Redis reachable through NanoCtrl.
Connected PeerAgents on both client and worker.
A DLSlime build with the C++ RPC session enabled. If the extension was built without RPC support, proxy() raises an error asking you to rebuild with BUILD_RPC=ON.

nanoctrl start
python examples/python/rpc_example.py --ctrl http://127.0.0.1:3000

Basic Service¶

Define a service class and mark RPC-callable methods with @method:

from dlslime.rpc import method


class CalcService:
    @method
    def add(self, a: int, b: int) -> int:
        return a + b

    @method
    def echo(self, msg: str) -> str:
        return f"echo: {msg}"

By default, SlimeRPC serializes arguments and return values with pickle.
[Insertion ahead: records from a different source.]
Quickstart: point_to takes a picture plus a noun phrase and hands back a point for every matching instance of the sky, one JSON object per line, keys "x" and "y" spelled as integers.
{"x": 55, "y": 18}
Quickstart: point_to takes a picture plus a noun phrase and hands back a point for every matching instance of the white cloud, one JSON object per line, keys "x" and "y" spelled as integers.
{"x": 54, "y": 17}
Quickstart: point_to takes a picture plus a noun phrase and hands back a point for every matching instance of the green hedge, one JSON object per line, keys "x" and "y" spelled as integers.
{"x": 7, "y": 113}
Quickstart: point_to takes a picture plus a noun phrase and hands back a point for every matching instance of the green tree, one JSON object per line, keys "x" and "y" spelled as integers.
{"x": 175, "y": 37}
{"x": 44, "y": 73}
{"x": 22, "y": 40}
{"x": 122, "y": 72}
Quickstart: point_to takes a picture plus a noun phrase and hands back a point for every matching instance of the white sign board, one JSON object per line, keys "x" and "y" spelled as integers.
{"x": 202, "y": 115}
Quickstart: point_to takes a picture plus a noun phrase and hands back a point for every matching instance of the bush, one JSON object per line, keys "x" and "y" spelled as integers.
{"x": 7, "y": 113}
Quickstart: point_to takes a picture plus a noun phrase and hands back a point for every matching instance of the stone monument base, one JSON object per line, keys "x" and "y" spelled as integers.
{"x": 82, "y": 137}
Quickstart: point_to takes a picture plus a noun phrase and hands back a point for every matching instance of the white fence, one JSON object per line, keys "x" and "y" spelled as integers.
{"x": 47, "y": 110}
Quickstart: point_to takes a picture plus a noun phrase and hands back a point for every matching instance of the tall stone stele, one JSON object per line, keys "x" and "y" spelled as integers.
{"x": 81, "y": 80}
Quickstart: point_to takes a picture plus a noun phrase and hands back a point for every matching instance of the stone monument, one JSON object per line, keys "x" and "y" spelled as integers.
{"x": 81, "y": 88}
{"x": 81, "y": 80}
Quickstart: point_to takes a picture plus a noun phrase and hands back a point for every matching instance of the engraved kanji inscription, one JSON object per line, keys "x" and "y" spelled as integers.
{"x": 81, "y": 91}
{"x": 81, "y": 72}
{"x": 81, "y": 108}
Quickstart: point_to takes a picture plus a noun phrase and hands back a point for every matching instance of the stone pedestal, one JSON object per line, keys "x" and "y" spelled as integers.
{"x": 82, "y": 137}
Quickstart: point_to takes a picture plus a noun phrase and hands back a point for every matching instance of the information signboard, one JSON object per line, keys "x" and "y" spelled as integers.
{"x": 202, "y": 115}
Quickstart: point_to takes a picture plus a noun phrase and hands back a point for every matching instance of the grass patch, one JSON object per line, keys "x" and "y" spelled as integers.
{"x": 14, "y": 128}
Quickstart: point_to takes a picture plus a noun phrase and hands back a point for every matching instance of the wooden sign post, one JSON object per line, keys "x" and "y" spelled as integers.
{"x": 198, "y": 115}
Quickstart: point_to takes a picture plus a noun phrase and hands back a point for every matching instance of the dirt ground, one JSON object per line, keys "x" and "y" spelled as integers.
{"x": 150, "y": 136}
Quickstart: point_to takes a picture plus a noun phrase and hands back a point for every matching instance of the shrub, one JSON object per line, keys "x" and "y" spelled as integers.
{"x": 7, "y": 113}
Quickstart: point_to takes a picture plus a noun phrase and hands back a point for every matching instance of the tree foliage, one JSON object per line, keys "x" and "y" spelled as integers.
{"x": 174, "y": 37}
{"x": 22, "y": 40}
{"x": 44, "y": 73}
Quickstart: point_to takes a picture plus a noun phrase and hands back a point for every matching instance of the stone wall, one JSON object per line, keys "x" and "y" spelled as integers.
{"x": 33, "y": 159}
Both sides must import the same service class definition, because method tags are assigned deterministically by sorted method name.

Connect PeerAgents¶

SlimeRPC does not replace PeerAgent discovery. First create and connect the two agents:

from dlslime import PeerAgent

worker = PeerAgent(nanoctrl_url="http://127.0.0.1:3000", alias="worker:0")
driver = PeerAgent(nanoctrl_url="http://127.0.0.1:3000", alias="driver:0")
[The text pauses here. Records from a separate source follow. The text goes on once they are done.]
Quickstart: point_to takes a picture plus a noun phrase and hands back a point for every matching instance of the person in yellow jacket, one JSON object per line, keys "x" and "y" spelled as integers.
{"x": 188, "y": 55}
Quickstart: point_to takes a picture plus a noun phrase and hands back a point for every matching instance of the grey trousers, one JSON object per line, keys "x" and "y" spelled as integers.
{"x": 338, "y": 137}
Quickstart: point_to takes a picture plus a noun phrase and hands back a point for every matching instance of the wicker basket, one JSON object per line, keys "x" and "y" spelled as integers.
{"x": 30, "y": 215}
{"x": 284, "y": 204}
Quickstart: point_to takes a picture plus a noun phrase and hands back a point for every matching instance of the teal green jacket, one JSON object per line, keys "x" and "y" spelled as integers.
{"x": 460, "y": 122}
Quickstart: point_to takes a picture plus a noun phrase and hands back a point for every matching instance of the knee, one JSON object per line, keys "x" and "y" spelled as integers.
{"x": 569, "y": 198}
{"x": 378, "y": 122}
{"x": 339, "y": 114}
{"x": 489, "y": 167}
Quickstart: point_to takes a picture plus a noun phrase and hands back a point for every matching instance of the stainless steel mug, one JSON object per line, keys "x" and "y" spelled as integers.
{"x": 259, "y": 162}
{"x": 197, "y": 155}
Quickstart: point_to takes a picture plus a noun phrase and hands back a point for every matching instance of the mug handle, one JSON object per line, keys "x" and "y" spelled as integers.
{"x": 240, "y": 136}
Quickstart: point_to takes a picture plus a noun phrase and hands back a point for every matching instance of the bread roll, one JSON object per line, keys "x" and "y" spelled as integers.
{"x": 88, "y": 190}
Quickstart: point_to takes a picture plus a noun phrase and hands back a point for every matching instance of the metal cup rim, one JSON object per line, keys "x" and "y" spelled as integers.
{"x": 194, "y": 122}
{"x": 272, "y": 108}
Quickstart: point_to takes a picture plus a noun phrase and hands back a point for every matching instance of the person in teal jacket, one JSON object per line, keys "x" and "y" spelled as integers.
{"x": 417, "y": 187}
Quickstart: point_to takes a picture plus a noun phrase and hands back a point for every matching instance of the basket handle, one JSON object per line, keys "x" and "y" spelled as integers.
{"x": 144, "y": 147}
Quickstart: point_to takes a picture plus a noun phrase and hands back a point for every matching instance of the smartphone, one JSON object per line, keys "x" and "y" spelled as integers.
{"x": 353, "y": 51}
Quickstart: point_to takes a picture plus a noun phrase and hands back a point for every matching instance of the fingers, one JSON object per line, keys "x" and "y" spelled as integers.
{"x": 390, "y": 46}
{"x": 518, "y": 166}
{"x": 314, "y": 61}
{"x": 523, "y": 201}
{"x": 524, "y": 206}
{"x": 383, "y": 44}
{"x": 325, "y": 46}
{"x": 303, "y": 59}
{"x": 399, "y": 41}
driver_conn = driver.connect_to("worker:0", ib_port=1, qp_num=1)
worker_conn = worker.connect_to("driver:0", ib_port=1, qp_num=1)

driver_conn.wait()
worker_conn.wait()

Worker Side¶

serve() blocks and dispatches requests for one peer:

from dlslime.rpc import serve

serve(worker, CalcService(), peer="driver:0")

For examples or tests, run it in a daemon thread:

import threading

threading.Thread(
    target=serve,
    args=(worker, CalcService(), "driver:0"),
    daemon=True,
).start()

serve() can infer peer only when exactly one peer is connected. Pass peer=... explicitly in multi-peer services.

Server dispatch settings:

Setting	Purpose
`max_workers=`	Overrides the handler dispatch pool size.
`SLIME_RPC_SERVER_WORKERS`	Default handler pool size when `max_workers` is unset.
`@method(parallel=True)`	Allows a handler to run concurrently on the same service instance.
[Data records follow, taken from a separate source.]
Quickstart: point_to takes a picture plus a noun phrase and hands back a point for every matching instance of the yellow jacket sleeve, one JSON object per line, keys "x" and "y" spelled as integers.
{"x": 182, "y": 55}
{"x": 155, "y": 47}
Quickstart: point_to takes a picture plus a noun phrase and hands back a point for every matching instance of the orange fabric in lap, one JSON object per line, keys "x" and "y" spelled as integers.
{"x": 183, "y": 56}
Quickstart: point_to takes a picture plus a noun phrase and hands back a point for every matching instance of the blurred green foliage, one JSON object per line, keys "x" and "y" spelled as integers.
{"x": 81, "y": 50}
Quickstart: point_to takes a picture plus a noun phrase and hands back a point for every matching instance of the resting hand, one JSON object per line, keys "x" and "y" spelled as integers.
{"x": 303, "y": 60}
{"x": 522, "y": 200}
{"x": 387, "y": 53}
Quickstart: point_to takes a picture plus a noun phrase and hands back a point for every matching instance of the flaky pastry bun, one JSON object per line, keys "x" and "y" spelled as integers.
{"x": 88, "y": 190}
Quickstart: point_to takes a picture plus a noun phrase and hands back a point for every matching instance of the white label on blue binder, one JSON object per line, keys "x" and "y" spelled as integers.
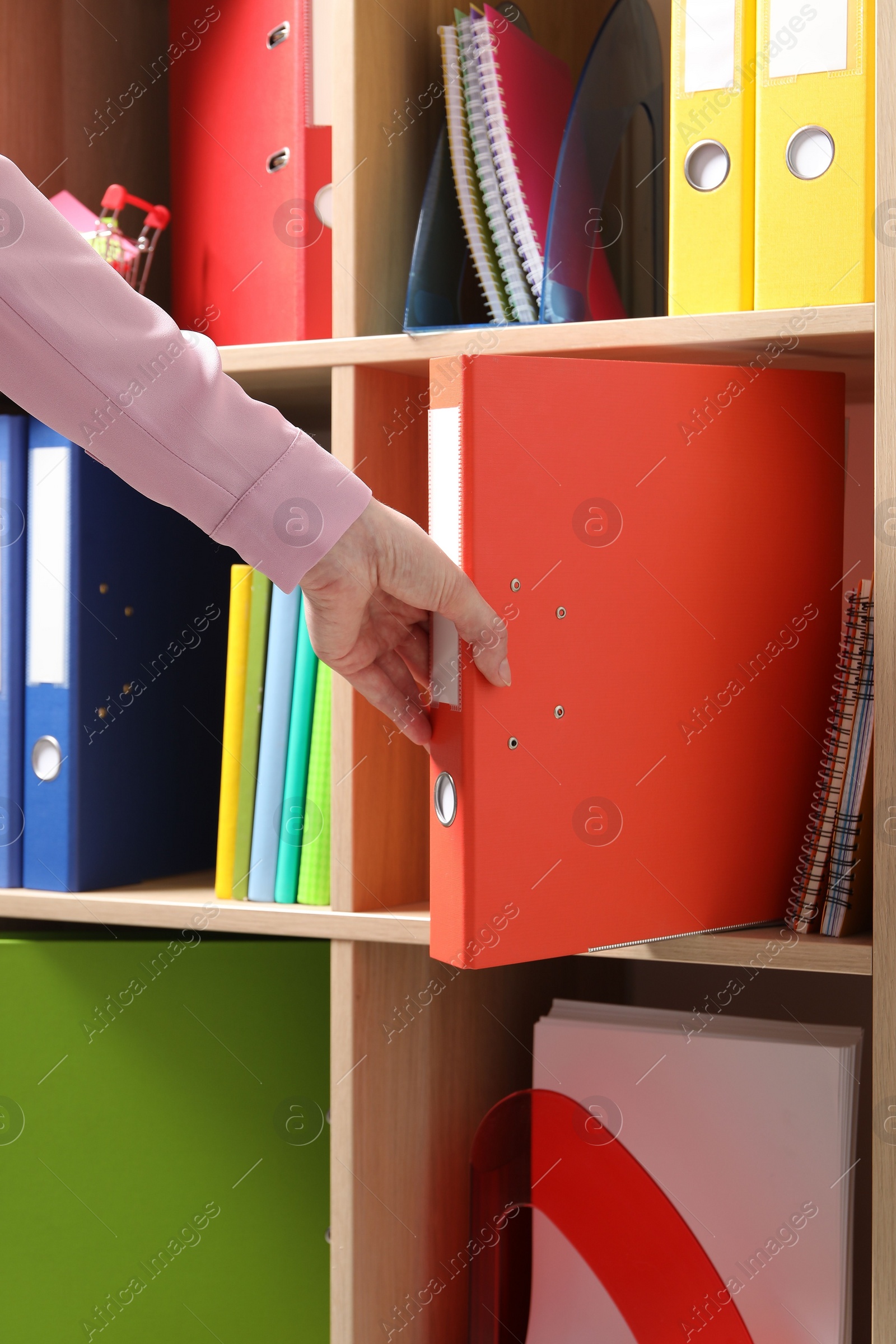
{"x": 806, "y": 39}
{"x": 49, "y": 581}
{"x": 445, "y": 530}
{"x": 710, "y": 45}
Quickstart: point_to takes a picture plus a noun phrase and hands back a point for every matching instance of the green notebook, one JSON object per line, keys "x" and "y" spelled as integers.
{"x": 255, "y": 660}
{"x": 292, "y": 825}
{"x": 164, "y": 1151}
{"x": 314, "y": 872}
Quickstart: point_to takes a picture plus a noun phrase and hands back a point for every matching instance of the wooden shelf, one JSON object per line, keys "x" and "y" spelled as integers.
{"x": 190, "y": 902}
{"x": 834, "y": 338}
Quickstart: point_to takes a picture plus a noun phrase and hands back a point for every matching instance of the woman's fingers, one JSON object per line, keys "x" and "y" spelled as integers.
{"x": 383, "y": 694}
{"x": 479, "y": 624}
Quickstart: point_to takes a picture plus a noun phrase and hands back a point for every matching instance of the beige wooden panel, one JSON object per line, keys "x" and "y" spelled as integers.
{"x": 884, "y": 1114}
{"x": 840, "y": 338}
{"x": 760, "y": 948}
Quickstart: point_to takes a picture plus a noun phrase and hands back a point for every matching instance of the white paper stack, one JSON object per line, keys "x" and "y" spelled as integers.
{"x": 750, "y": 1130}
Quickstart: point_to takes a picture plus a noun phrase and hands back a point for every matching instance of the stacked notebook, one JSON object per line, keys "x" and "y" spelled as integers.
{"x": 832, "y": 889}
{"x": 273, "y": 834}
{"x": 749, "y": 1127}
{"x": 516, "y": 156}
{"x": 112, "y": 660}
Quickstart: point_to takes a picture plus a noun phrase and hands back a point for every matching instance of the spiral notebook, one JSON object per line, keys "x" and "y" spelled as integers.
{"x": 829, "y": 864}
{"x": 750, "y": 1130}
{"x": 523, "y": 307}
{"x": 527, "y": 95}
{"x": 469, "y": 194}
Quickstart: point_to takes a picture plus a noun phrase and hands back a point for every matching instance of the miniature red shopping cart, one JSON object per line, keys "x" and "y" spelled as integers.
{"x": 130, "y": 257}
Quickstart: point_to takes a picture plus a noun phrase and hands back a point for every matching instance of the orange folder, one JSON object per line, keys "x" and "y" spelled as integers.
{"x": 665, "y": 543}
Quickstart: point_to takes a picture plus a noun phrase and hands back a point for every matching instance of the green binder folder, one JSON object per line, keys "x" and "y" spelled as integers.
{"x": 314, "y": 874}
{"x": 292, "y": 825}
{"x": 164, "y": 1151}
{"x": 255, "y": 664}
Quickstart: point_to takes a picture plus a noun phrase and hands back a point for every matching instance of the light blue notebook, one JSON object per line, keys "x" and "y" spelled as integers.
{"x": 272, "y": 753}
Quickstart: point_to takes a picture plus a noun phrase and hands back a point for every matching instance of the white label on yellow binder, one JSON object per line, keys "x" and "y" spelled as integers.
{"x": 49, "y": 580}
{"x": 710, "y": 45}
{"x": 806, "y": 39}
Handlers are serialized by default under a per-service lock. This is safer for stateful services such as model runners, NCCL workers, and shared PyTorch objects.

Client Side¶

Create a proxy from the client PeerAgent to the worker alias:

from dlslime.rpc import proxy

calc = proxy(driver, "worker:0", CalcService)

future = calc.add(1, 2)
assert future.wait(timeout=30.0) == 3

echo_future = calc.echo("hello")
assert echo_future.wait() == "echo: hello"

Every proxy call returns a future. Use wait() to receive the result:

result = calc.add(1, 2).wait()

Wait for several calls in order:

from dlslime.rpc import wait_all

futures = [calc.add(i, i * 10) for i in range(5)]
results = wait_all(futures, timeout=30.0)

Channel Buffers¶

SlimeRPC creates an RDMA mailbox channel per (local_agent, peer_agent) pair. The channel registers receive memory under names like:

rpc:mailbox:<local_alias>:<peer_alias>

Buffer controls:

Setting	Default	Purpose
`agent._rpc_buffer_size`	`32_000_000` bytes	Per-inflight request/reply slot size.
`agent._rpc_max_inflight`	`SLIME_RPC_MAX_INFLIGHT` or `16`	Number of receive slots.
`SLIME_RPC_MAX_INFLIGHT`	`16`	Environment fallback for max inflight RPCs.

Set these before creating the proxy or starting serve():

driver._rpc_buffer_size = 64 * 1024 * 1024
driver._rpc_max_inflight = 8
worker._rpc_buffer_size = 64 * 1024 * 1024
worker._rpc_max_inflight = 8

Client and worker should use compatible slot sizes for large payloads.

Raw Mode¶

Use @method(raw=True) to bypass pickle. Raw handlers receive the channel, a request pointer, and request byte length:

import ctypes
from dlslime.rpc import method


class RawEcho:
    @method(raw=True)
    def echo(self, channel, ptr, nbytes):
        request = bytes((ctypes.c_char * nbytes).from_address(ptr))
        return request.upper()

The client passes one bytes payload and receives bytes:

raw = proxy(driver, "worker:0", RawEcho)
response = raw.echo(b"hello").wait()
assert response == b"HELLO"

This is the right mode for FlatBuffers, Cap'n Proto, protobuf bytes, or custom binary layouts. See examples/python/rpc_flatbuf_example.py for a complete FlatBuffers loopback.

In-Place Raw Replies¶

For very small hot-path handlers, @method(raw=True, inplace=True) lets the handler write the reply directly into the registered send buffer:

class InplaceService:
    @method(raw=True, inplace=True)
    def echo(self, req_ptr, req_nbytes, resp_ptr, resp_cap) -> int:
        n = min(req_nbytes, resp_cap)
        ctypes.memmove(resp_ptr, req_ptr, n)
        return n

The handler must return the number of bytes written. While the handler runs, the session send lock is held, so use this only for very short handlers.

Error Handling¶

Common client-visible errors:

Error	Meaning
`RpcTimeoutError`	`future.wait(timeout=...)` timed out.
`RemoteRpcError`	The remote handler raised an exception.
`RpcError`	Base class for SlimeRPC client-visible errors.

from dlslime.rpc import RemoteRpcError, RpcTimeoutError

try:
    result = calc.add(1, 2).wait(timeout=1.0)
except RpcTimeoutError:
    ...
except RemoteRpcError as exc:
    print(exc.type_name, exc.message)

One-Shot Serving¶

serve_once() dispatches exactly one incoming call and returns. It is useful for tests and controlled loops:

from dlslime.rpc import serve_once

serve_once(worker, CalcService(), peer="driver:0")

RNR Monitoring¶

For RDMA receiver-not-ready debugging, use SoftRnrMonitor:

from dlslime.rpc import SoftRnrMonitor

monitor = SoftRnrMonitor()
monitor.snapshot()

# run workload

print(monitor.delta())
print(monitor.total_delta())

Full Examples¶

examples/python/rpc_example.py: typed pickle RPC loopback.
examples/python/rpc_flatbuf_example.py: raw FlatBuffers RPC loopback.
bench/python/rpc_bench_slime_worker.py: benchmark worker.
bench/python/rpc_bench_slime_driver.py: benchmark driver.